We get to the hotel, absolutely GORGEOUS. I didn’t think I liked a room more…until I saw my first SD again spur of the moment recently but thats for another time… and I changed in to PJs as he turned the TV on. We cuddled and watched sports center, laughing at the commentators really rude jokes. Finally he turned it off, kissed me goodnight, and kept cuddling. Normal stuff, right?
Suddenly, he pulled away and seemed somewhat offended. I asked what was wrong and he says “I’m just going to let you sleep, I don’t want to bother you.” Hmmm…what? Again, I have trouble with people who need constant affirmation that the choices they make are ok to make. I told him he was fine, come back to my side and we can go to sleep. Nope. I’m not going to tell you something is ok twice, I can’t really grasp the whole concept of that. It is a fault of my own and I’m trying to change that but its hard. Fault of independent personality I guess.
The next morning he seemed upset with me when I crawled out of bed to go to the gym. I went to the gym and worked out as I overlooked the gorgeous city, taking in every aspect of the situation I am in right now. It seems so far from my 2 year ago reality, its pretty shocking. Afterwards I went back to the room and, unsurprisingly, he was still in bed. Another thing we differ on…I’m a very “Up and at em!” type in the morning, finding laying in bed for hours on end ( when not having sex ) to drive me somewhat stir crazy. Maybe its my ADD, maybe its my complete obvious (at this point) lack of interest. I find it unamusing to sit in bed and have him talk about how funny it is to watch videos of angry spouses smashing their significant others xbox/playstation/pc. I guess I am boring because that seriously hurts my heart! Those poor consoles, not to mention how much they cost!
Having an ex that smashed a $1200 custom PC I had just built probably makes it hit home a little more.

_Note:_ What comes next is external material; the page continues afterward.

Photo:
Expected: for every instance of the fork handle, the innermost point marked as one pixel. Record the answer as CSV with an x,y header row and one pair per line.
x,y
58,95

I asked if he was mad at me and he insisted he wasnt but couldn’t pull himself away from the phone. That was a huge red flag…he was back on SA, I thought to myself. I jumped in the shower as we readied to hit some tailgates and head to the football game. He was distant all morning, making me more annoyed with him but as soon as we got to the stadium, he obviously wanted it to be known that he was with me as more and more people increasingly started talking to me about football. Was pretty funny and a little confidence boosting to be honest! We stopped at the pro shop, got me two shirts ( yesss ❤ ) and enjoyed the rest of the day at the stadium. My team won the game, making me trip home that much sweeter….woohoo!!! I LOVE FOOTBALL!!!

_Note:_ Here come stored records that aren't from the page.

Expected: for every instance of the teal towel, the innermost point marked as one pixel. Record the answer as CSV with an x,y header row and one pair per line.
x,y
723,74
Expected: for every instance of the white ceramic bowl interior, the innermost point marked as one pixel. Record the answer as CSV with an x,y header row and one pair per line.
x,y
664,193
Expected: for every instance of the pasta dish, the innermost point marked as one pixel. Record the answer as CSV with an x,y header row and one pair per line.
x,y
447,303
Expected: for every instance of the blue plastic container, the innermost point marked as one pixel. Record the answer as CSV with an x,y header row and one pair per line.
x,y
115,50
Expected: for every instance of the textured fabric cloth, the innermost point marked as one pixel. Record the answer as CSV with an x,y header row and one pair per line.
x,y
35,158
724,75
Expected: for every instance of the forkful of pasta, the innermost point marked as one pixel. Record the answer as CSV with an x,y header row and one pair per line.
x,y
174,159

On the flight home we sat in different seats and I found myself NOT upset with that prospect. He was a few rows away and I enjoyed the time to nap a little bit as well as flash the football game plays back in my head. When we got back to my car he kissed me and told me to drive safe…..

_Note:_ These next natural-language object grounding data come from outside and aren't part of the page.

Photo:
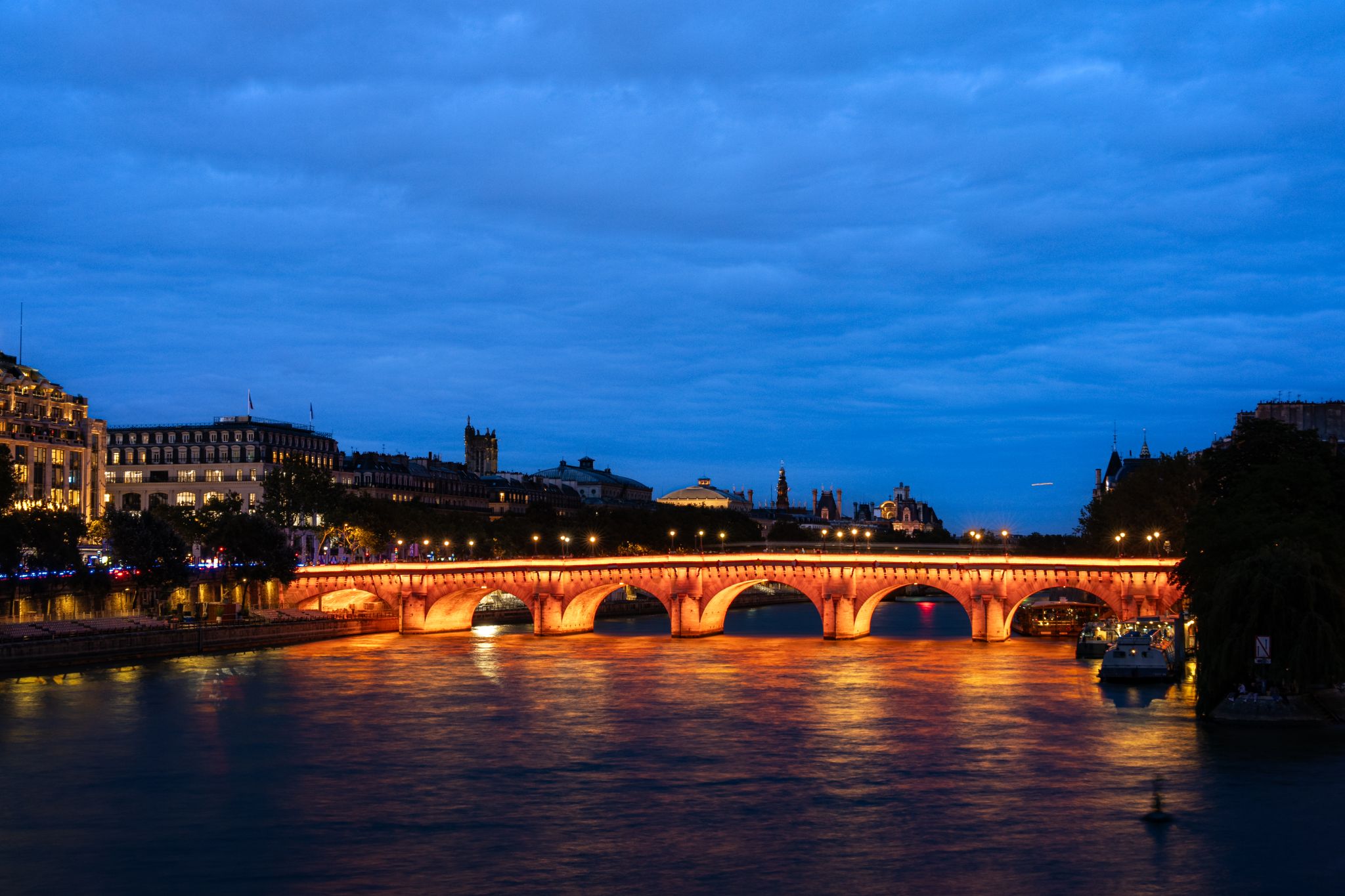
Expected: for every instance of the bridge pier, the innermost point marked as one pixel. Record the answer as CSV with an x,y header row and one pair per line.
x,y
838,618
989,617
412,613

…..wait a minute buddy. Pause. This is where I complain that the boots he assured me he would have for me for the game were not there, the "4 or 5 things" he bought for me for the game did not exist, he has still not given me my ezpass so my drive is at least 20 minutes longer than it should be, and now he was trying to skip out on giving me my allowance that was 7 days past due? Nope! I stopped that right then and there! Followed him to a bank and he comes back, $50 short, telling me "It wouldn't let me take out the 50 so I'll give it to you for next weekends allowance." Uhhhh what? In my mind, take out the even number and just grant me the $10 extra. What the hell? No. Just no. Now that I'm typing all of this, I'm getting more annoyed and more convinced that he is no longer worth my saturday nights/sunday mornings. He does have really cute cats though…..
Things are also a little murky on what he expects. From day one he said to me "I dont want to have sex with you, you could pay me a million dollars and I wouldn't do it." but then links me to some BDSM spanking chairs and a remote control vibrator? Like, what? You don't want to have sex with me but you want to do that kind of stuff? He keeps saying sex is going to be for his wife and he would rather save it for her but I told him straight up he will not be chaining me down and spanking me. That takes a whole level of trust that I have not even begun to build with him yet. He insists he just wants to be touchy feely with me but what the hell? Nothing in return? This is so annoying, I can't handle grey areas!